One of those abuses is the provision of financial assistance to group companies.  In principle, there is nothing wrong with group companies assisting each other. In some cases the group is actually structured specifically so that one entity acts as “treasury” for the rest of the group.  In other cases it may just be that one entity has funds available at a time when another needs finance on a short or long term basis.  As a business decision, this makes total sense.

Where it doesn’t make sense, however, is where the lender is not strong enough and any financial assistance provided to another company may weaken its own situation to a point where it may have difficulty in meeting its own obligations.  In normal circumstances, it wouldn’t make business sense to provide such financial assistance and most reasonable lenders wouldn’t even consider doing it.

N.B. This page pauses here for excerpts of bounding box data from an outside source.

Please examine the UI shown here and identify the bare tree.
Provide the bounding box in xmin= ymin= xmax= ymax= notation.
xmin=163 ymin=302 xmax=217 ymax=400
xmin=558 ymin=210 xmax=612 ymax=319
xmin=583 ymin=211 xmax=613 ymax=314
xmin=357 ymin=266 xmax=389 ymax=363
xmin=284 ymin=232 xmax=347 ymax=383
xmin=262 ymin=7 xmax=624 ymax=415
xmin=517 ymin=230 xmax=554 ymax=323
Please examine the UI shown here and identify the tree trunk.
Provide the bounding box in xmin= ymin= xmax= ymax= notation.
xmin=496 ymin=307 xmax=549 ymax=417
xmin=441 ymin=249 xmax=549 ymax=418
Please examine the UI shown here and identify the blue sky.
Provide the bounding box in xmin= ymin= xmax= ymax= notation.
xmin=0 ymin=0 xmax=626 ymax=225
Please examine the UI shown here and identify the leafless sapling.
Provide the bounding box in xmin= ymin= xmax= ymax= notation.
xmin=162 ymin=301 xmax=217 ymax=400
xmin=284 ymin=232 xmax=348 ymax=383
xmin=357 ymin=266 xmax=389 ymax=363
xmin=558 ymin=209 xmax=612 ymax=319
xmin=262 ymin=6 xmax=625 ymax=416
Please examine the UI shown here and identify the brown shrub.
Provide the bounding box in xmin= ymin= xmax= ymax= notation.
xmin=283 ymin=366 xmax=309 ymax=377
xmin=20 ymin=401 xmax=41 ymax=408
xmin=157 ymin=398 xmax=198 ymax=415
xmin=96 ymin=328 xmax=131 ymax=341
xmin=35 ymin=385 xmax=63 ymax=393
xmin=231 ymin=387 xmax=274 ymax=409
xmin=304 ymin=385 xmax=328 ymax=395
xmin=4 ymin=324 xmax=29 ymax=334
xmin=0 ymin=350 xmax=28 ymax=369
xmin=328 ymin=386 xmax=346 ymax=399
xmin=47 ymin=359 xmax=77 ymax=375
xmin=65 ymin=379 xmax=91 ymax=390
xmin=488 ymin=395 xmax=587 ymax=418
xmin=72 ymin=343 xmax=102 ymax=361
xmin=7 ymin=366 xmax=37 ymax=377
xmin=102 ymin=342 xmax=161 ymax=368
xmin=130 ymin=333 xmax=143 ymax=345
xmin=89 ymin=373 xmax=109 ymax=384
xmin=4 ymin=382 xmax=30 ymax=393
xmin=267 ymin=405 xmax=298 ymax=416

But where there is a relationship between the borrower and the lender it is sometimes possible to “force” the lender to provide such assistance to its own detriment.  For example, where a director of the borrower is also a director of the lending company, that director can influence the lending decision to a point where the lender doesn’t actually have a choice.  (In some cases it is even possible for the director of the lending company to authorise a loan to himself / herself!)

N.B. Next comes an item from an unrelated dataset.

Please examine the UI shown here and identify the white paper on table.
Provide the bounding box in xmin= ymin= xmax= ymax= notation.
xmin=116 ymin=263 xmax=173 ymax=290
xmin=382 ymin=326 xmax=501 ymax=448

Once again, such action may be totally reasonable and commercially justified, but the legislators considered it necessary to strengthen the existing safeguards – probably as a result of reported cases where the lender ended in financial distress simply because it made group loans that it couldn’t afford to make.

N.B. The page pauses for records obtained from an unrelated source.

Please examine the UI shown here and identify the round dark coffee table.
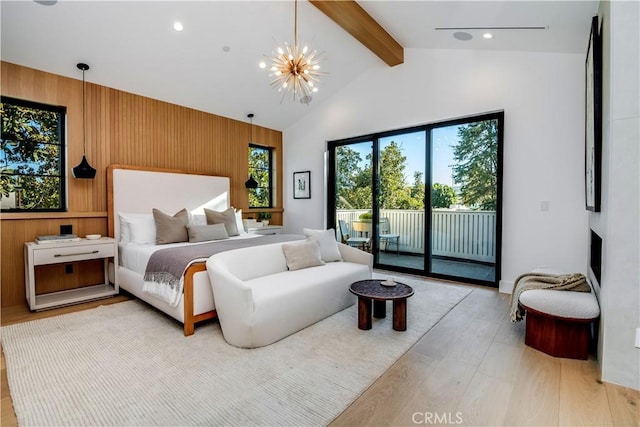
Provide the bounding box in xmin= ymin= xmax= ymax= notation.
xmin=349 ymin=279 xmax=413 ymax=331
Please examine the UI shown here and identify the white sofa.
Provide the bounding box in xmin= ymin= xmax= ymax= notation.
xmin=207 ymin=242 xmax=373 ymax=348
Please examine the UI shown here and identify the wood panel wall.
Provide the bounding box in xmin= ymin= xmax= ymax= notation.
xmin=0 ymin=62 xmax=282 ymax=307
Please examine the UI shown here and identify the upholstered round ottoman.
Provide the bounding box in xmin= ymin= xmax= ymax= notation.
xmin=519 ymin=289 xmax=600 ymax=359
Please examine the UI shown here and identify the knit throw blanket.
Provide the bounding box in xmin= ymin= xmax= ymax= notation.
xmin=142 ymin=234 xmax=305 ymax=307
xmin=510 ymin=273 xmax=591 ymax=322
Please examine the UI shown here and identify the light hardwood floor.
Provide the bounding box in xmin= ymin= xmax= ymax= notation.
xmin=1 ymin=282 xmax=640 ymax=427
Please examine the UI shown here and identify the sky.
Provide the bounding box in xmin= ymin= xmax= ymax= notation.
xmin=350 ymin=125 xmax=458 ymax=186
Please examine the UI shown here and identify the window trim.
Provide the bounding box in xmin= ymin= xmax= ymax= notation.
xmin=247 ymin=143 xmax=275 ymax=209
xmin=0 ymin=95 xmax=67 ymax=214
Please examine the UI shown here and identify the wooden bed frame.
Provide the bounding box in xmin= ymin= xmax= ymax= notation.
xmin=107 ymin=164 xmax=228 ymax=336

The new Act now provides in section 45 that, except where money lending is the ordinary business of the company, for employee share schemes or to disburse the director for expenses incurred, financial assistance can only be provided to directors or companies that are related to them if:

  1. The transaction is authorised by a special resolution of shareholders that was adopted within the previous two years, and
  2. The board is satisfied that the lender will still be solvent and liquid after providing the financial assistance and that the terms of the loan are reasonable to the company, and
  3. Written notice is provided to shareholders, and trade unions if applicable, within a prescribed period.

 

Loans that do not comply with the above requirements could result in personal liability for the directors.

The Act was implemented in 2011 already but, although the reasoning behind the new section is understood, there are still many uncertainties.  For example, what is financial assistance?  Would a trading account between two group companies constitute financial assistance?  What about a director who is also a customer of the company and enjoys credit facilities?  Or the treasury function that was referred to above?

Some of these uncertainties will probably not be clarified for a long time, but the important message can only be:

  1. Be careful when providing assistance that is not part of the normal course of business, especially where the lender is not in such a strong financial position. 
  2. When in doubt, get professional advice BEFORE entering into a transaction.  For example, the special resolution referred to above must be taken before the transaction, it can’t be ratified later.

In fact, if you read the previous two recommendations again, you will agree that it is just common business sense, regardless of the provisions of the Companies Act.